Adam Hodgkin said...

Alain: Maybe the publisher is in the position that he can 'forbid' or 'encourage' reflow, but the technology platform probably doesnt have this legal power, his system may facilitate reflowable solutions, or it may not. The GBS (Google) and the Exact Editions systems do not facilitate reflowable, downloadable file formats. I suspect that if they were to do so, it would be better to go back to the PDF/scan from which the database was built (or an XML source). That again looks like a 'publisher' decision.

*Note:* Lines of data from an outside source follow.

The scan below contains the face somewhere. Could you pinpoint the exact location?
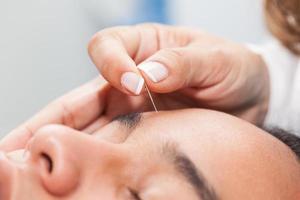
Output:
[0,109,300,200]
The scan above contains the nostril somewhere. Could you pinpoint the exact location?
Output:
[41,153,54,174]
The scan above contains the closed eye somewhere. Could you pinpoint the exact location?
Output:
[130,190,142,200]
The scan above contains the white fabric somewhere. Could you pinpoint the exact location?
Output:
[249,41,300,135]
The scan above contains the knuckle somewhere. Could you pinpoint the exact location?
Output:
[213,48,230,67]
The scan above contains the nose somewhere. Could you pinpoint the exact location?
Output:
[29,125,80,196]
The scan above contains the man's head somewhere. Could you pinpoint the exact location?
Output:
[0,109,300,200]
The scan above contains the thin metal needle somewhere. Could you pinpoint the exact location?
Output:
[138,70,158,112]
[145,83,158,112]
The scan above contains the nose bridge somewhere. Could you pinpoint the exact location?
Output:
[29,125,129,196]
[29,126,80,195]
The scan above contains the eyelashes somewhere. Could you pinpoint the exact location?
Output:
[129,189,142,200]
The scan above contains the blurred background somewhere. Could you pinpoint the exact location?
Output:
[0,0,268,137]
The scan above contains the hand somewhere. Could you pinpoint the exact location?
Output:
[0,77,158,152]
[89,24,269,125]
[0,24,269,151]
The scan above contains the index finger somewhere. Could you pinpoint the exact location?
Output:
[88,24,159,94]
[0,77,109,151]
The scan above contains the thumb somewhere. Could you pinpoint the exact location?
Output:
[137,47,210,93]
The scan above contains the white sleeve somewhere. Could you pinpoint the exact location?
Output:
[248,40,300,132]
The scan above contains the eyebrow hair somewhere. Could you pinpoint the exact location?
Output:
[163,143,219,200]
[112,113,142,129]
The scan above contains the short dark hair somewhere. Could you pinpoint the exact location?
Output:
[263,127,300,161]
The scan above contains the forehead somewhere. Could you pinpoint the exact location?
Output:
[127,110,299,199]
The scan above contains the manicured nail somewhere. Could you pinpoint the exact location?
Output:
[121,72,145,95]
[138,62,169,83]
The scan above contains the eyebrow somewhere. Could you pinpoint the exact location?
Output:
[112,113,142,129]
[164,143,219,200]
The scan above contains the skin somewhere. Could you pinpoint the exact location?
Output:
[0,24,269,151]
[0,109,300,200]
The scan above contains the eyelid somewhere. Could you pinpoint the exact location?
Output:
[129,189,142,200]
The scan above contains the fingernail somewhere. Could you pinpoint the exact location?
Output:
[138,62,169,83]
[121,72,145,95]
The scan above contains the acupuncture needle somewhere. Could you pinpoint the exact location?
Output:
[139,71,158,112]
[145,83,158,112]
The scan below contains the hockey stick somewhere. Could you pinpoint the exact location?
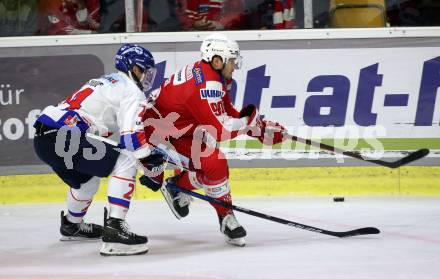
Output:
[167,182,380,240]
[286,134,429,169]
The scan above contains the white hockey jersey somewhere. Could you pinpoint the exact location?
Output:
[37,72,149,158]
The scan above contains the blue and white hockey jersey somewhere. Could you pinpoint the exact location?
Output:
[37,72,149,158]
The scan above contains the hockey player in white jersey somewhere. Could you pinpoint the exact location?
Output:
[34,44,156,255]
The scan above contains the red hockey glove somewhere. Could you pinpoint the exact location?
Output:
[257,119,287,145]
[240,105,259,126]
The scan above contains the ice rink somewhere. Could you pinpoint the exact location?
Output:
[0,197,440,279]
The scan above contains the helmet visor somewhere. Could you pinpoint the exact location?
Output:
[140,67,157,91]
[234,55,243,70]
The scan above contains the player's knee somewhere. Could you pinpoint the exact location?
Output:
[70,176,100,201]
[202,150,229,180]
[203,179,230,199]
[112,154,136,176]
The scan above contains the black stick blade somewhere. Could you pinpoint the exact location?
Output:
[335,227,380,237]
[393,148,429,168]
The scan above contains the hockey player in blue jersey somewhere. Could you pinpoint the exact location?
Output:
[34,44,156,255]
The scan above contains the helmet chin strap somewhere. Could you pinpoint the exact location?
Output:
[128,68,144,92]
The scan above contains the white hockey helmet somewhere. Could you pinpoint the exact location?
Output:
[200,33,242,69]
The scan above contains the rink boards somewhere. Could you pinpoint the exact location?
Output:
[0,28,440,175]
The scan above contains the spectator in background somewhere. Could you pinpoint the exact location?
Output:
[39,0,100,35]
[178,0,248,31]
[0,0,37,37]
[273,0,297,29]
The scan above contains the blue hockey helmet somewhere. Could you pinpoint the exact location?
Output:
[115,44,156,91]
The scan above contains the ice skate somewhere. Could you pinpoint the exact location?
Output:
[100,209,148,256]
[219,213,246,247]
[60,211,102,241]
[160,177,192,219]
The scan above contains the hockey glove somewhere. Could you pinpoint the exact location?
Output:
[139,154,166,192]
[240,105,259,126]
[248,119,288,145]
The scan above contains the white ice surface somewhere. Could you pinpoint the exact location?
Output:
[0,197,440,279]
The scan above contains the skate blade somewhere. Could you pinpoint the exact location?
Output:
[225,236,246,247]
[99,242,148,256]
[160,186,182,220]
[60,235,102,241]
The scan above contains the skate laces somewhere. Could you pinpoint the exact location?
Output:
[173,192,192,207]
[79,222,93,233]
[120,220,135,236]
[222,214,240,231]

I am looking at another source of improvements for readability. 'Reflow' without damage to the layout and textual arrangement can be achieved by other means. Better reading solutions and infinitely scaleable resolutions are coming to us all via the more flexible browser. This is why the iPhone is such a landmark device (the scaleability of the image, but also the 'pinch' and 'nudge' interface and the potential for 'image projection' are all forms of 'reflow'. But aside from the iPhone all the browsers (Opera was first) are going to device independent scaling. That way the designer/editor/bibliographers input to the original book can be preserved without the loss that comes from 'crude' and 'lossy' reflow formats. I say we need reflow whilst keeping the immense value of pagination!

Anonymous said...

Hello Adam,

Have you seen the Fuji Xerox Palo Alto research project CBAZ, Content Based Automatic Zooming?

Browser solutions and multitouch interfaces can work for bitmap images, in the same conditions as the actual zooms available on eBook reader devices; but they do need an access to a digital representation of the text, a typesetting routine and fonts to fit a readable composition on the display according the level of zooming.

Our eyes and brains do not tolerate the same rates of enlarging/reducing for images and for text.

The same issue has been solved by cartographers to display captions on maps, where, through a lot of preparation in the GIS, data can be dynamically sorted and displayed. Again this requires a significant amount of computing power somewhere, and at some stage, the necessary parameters for the display engine to make the right decisions.